In early 2021, the Community Food Navigator held a series of conversations and workshops designed and facilitated by ChiByDesign, and focused on growers and food producers led by or serving Black, Brown, and Indigenous communities. The findings of these conversations, compiled in a report by ChiByDesign, highlight the unmet needs and opportunities for community-led food systems, and ground this project’s vision and values. Thank you to all who participated in the workshops.

Read the Executive Summary.

The Community Food Navigator is grateful to have participated in the 17th Annual Chicago Food Justice Summit hosted by the Chicago Food Policy Action Council.

Our session provided an update on the Community Food Navigator, including the launch of our website and a sneak peek at some of the digital tools we’re developing. The video is available to watch: 

Frequently Used Terms

  • BIPOC: Black, Indigenous, and People of Color 
  • Community Partners: General reference to all who participated in the workshops and interviews.

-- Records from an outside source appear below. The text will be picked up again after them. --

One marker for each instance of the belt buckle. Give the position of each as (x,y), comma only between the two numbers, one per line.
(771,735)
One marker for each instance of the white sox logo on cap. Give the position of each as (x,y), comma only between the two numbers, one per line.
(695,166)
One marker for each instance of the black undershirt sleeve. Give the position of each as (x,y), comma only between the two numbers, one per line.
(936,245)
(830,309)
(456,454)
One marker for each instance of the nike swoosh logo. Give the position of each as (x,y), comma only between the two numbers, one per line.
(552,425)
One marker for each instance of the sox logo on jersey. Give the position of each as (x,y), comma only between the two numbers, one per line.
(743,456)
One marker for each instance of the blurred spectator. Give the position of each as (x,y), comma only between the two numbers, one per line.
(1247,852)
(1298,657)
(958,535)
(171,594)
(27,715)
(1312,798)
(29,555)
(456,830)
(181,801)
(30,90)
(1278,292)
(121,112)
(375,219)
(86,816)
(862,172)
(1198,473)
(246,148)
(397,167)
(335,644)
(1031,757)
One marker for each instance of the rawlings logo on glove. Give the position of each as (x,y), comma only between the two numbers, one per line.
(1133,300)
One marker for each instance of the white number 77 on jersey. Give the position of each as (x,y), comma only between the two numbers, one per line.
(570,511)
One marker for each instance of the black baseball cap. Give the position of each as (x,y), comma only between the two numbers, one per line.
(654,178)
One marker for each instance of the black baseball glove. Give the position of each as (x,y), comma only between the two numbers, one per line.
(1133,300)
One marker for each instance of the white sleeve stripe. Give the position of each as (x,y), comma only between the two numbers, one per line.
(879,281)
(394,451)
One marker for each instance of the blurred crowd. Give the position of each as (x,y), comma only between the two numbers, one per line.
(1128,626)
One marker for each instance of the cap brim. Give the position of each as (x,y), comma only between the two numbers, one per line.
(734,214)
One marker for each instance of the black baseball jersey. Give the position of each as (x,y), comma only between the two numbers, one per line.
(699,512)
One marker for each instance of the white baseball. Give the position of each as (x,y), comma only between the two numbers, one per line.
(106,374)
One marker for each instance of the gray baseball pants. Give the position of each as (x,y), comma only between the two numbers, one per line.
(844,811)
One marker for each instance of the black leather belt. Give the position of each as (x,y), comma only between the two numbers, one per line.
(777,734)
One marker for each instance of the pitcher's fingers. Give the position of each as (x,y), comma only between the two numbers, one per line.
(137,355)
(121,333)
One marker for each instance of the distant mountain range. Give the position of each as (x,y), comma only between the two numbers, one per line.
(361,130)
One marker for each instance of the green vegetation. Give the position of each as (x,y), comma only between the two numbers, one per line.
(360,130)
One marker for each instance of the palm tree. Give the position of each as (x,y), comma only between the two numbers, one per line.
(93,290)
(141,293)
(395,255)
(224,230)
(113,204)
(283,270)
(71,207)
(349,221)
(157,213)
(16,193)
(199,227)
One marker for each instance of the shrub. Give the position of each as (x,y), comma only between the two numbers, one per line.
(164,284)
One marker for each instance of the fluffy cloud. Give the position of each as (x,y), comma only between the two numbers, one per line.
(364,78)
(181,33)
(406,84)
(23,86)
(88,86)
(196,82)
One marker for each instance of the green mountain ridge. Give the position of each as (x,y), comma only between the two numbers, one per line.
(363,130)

This includes urban growers and food producers, social enterprise and small business leaders focused on community and economic development, people working in policy, human services, food security, public health, academia, mutual aid, community gardens, and high school youth in farm training programs.
  • Grower: Anyone producing fresh, local food.
  • Food Sovereignty: Food sovereignty is a food system in which the people who produce, distribute, and consume food also control food production and distribution mechanisms and policies. This stands in contrast to the present corporate food system, in which corporations and market institutions dominate the global food system.
  • Community Food Advocates: Policy makers, public health and/or urban agriculture, and inclusive of community space, environmental justice, equitable community development policy advocates.
  • Reparations: The making of amends for a wrong that has been done. Reparations for victims of human rights violations are meant to recognize and address the harms suffered and acknowledge wrongdoing. Financial compensation — or the payment money — is only one of many different types of material reparations that can be provided to victims. Other types include restoring civil and political rights, erasing unfair criminal convictions, physical rehabilitation, and granting access to land, health care, or education.¹
  • Food Literacy: Understanding the impact of your food choices on your health, the environment, and our economy –and understanding that these impacts are not experienced equitably. Building upon existing traditional, cultural, and indigenous knowledge. Acknowledge and address generational gaps in knowledge due to lack of access and prevalence of healthy food, facilities to learn how to prepare and consume food, cultural support / reinforcement to choose such foods, and early education to break negative cycles.
  • Sustainability/Sustainable Development: Focuses on meeting the needs of the present without compromising the ability of future generations to meet their own needs. The concept of sustainability is composed of three pillars: economic, environmental, and social—also known informally as profits, planet, and people.
  • Circularity/Circular Economy: A regenerative system in which resource input and waste, emission, and energy leakage are minimized by slowing, closing, and narrowing material and energy loops. This can be achieved through long-lasting design, maintenance, repair, reuse, remanufacturing, refurbishing, and recycling.
  • Biodynamics: Holistic, ecological, and ethical approach to farming, gardening, food, and nutrition.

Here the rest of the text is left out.